President Barack Obama speaks at the AFL-CIO Labor Day picnic at Coney Island in Cincinnati, Monday, Sept. 7, 2009.
President Barack Obama speaks at the AFL-CIO Labor Day picnic at Coney Island in Cincinnati, Monday, Sept. 7, 2009. Charles Dharapak/AP
President Obama got kind of worked up in his speech to the AFL-CIO and asked a question that he's asked before:
"I've got a question for all these folks who say, you know, we're going to pull the plug on Grandma, and this is all about illegal immigrants you've heard all the lies. I've got a question for all those folks: What are you going to do? What's your answer? What's your solution? And you know what? They don't have one."
I'm not sure who the "they" are. His most damaging critic thus far has been the Congressional Budget Office, which has consistently found that the various Democratic proposals will cost approximately $1 trillion and will not accomplish the goal of universal coverage.

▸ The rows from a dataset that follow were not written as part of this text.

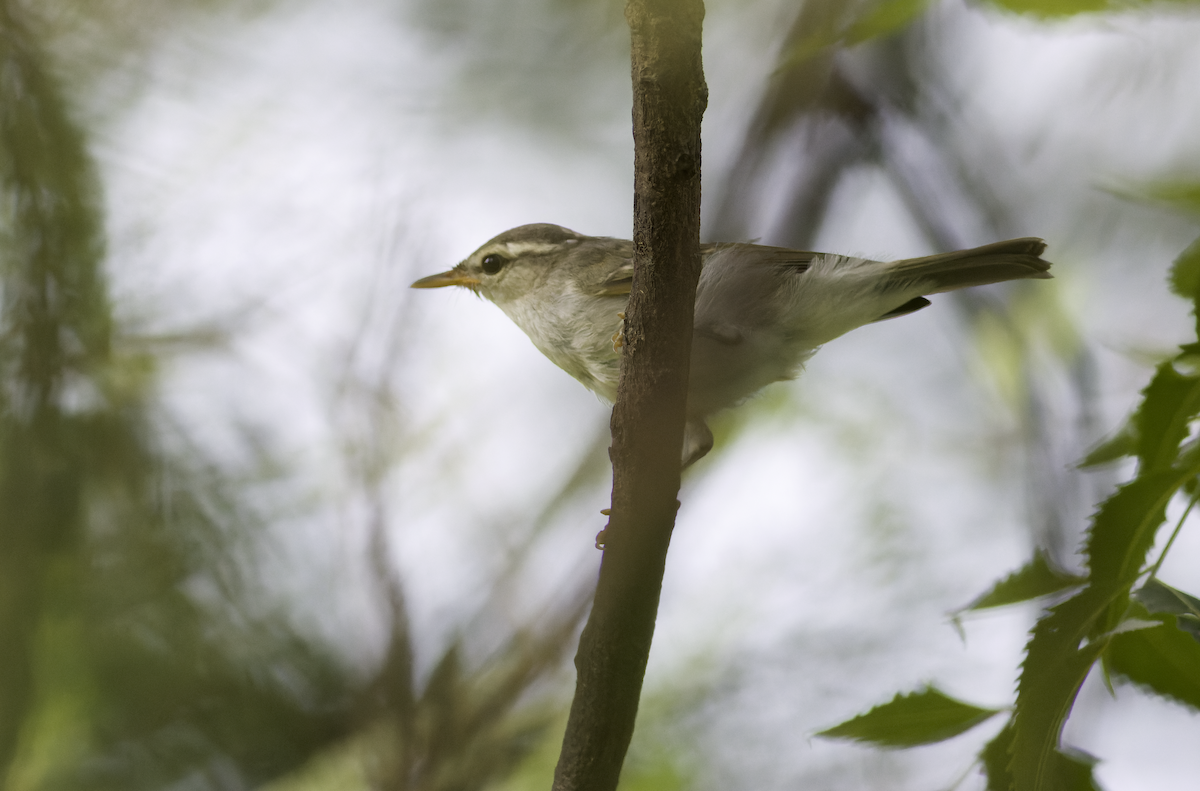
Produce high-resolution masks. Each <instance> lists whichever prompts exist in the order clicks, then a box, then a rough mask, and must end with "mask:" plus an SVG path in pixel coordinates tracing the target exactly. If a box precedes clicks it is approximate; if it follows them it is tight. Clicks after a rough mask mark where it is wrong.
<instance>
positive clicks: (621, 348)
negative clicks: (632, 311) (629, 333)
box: [612, 313, 625, 352]
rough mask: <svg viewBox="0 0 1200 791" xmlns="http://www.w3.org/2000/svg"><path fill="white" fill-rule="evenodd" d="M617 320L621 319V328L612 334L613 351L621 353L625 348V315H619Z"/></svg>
mask: <svg viewBox="0 0 1200 791" xmlns="http://www.w3.org/2000/svg"><path fill="white" fill-rule="evenodd" d="M617 318H619V319H620V328H619V329H618V330H617V331H616V332H613V334H612V350H613V352H620V349H622V348H623V347H624V346H625V314H624V313H617Z"/></svg>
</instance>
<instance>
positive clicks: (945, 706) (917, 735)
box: [817, 687, 1002, 747]
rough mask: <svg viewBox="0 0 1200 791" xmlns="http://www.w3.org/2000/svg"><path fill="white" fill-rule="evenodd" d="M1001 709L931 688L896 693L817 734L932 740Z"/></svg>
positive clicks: (947, 735)
mask: <svg viewBox="0 0 1200 791" xmlns="http://www.w3.org/2000/svg"><path fill="white" fill-rule="evenodd" d="M1001 711H1002V709H998V708H980V707H978V706H972V705H971V703H964V702H962V701H960V700H955V699H953V697H950V696H949V695H946V694H944V693H942V691H940V690H937V689H935V688H932V687H926V688H925V689H923V690H920V691H917V693H910V694H907V695H899V694H898V695H896V696H895V697H894V699H892V701H890V702H888V703H883V705H882V706H876V707H875V708H872V709H871V711H869V712H868V713H865V714H860V715H858V717H856V718H854V719H851V720H846V721H845V723H842V724H840V725H835V726H833V727H830V729H827V730H823V731H821V732H820V733H817V736H824V737H827V738H844V739H854V741H856V742H870V743H872V744H877V745H880V747H913V745H917V744H932V743H934V742H943V741H946V739H948V738H952V737H955V736H958V735H959V733H962V732H964V731H967V730H971V729H972V727H974V726H976V725H978V724H980V723H983V721H984V720H988V719H990V718H992V717H995V715H996V714H998V713H1000V712H1001Z"/></svg>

If he's talking about the Bush administration, he is ignoring President Bush's proposal, laid out in his last two State of the Union Addresses, to create an individual tax exclusion to encourage the purchase of health insurance, as well as the creation of Health Savings Accounts as part of the Medicare Modernization Act, and a move towards value driven health care to give consumers more information about health care cost and quality.
If he's talking about Republicans in general, there are viable Republican alternatives out there, most notably the bicameral Coburn-Burr/Ryan-Nunez bill, which addresses the specific problems of our health-care system, and takes specific actions to address them. Some of its best provisions include auto-enrollment of those eligible for Medicaid but not signing up for it; promotion of price transparency to empower consumers to make smart, value-driven health choices; creating a tax credit to incentivize individuals to purchase health insurance; and allowing for the creation of health courts or expert medical panels to provide alternatives to our expensive medical malpractice system.
Finally, if he's thinking that he can give a fire-breathing speech to the AFL-CIO on Monday, and then reach out across party lines in a joint-session speech on Wednesday, then he is far less Internet-savvy than his supporters and the media have led people to believe. The AFL-CIO speech just makes his task on Wednesday, which was hard to begin with, even harder.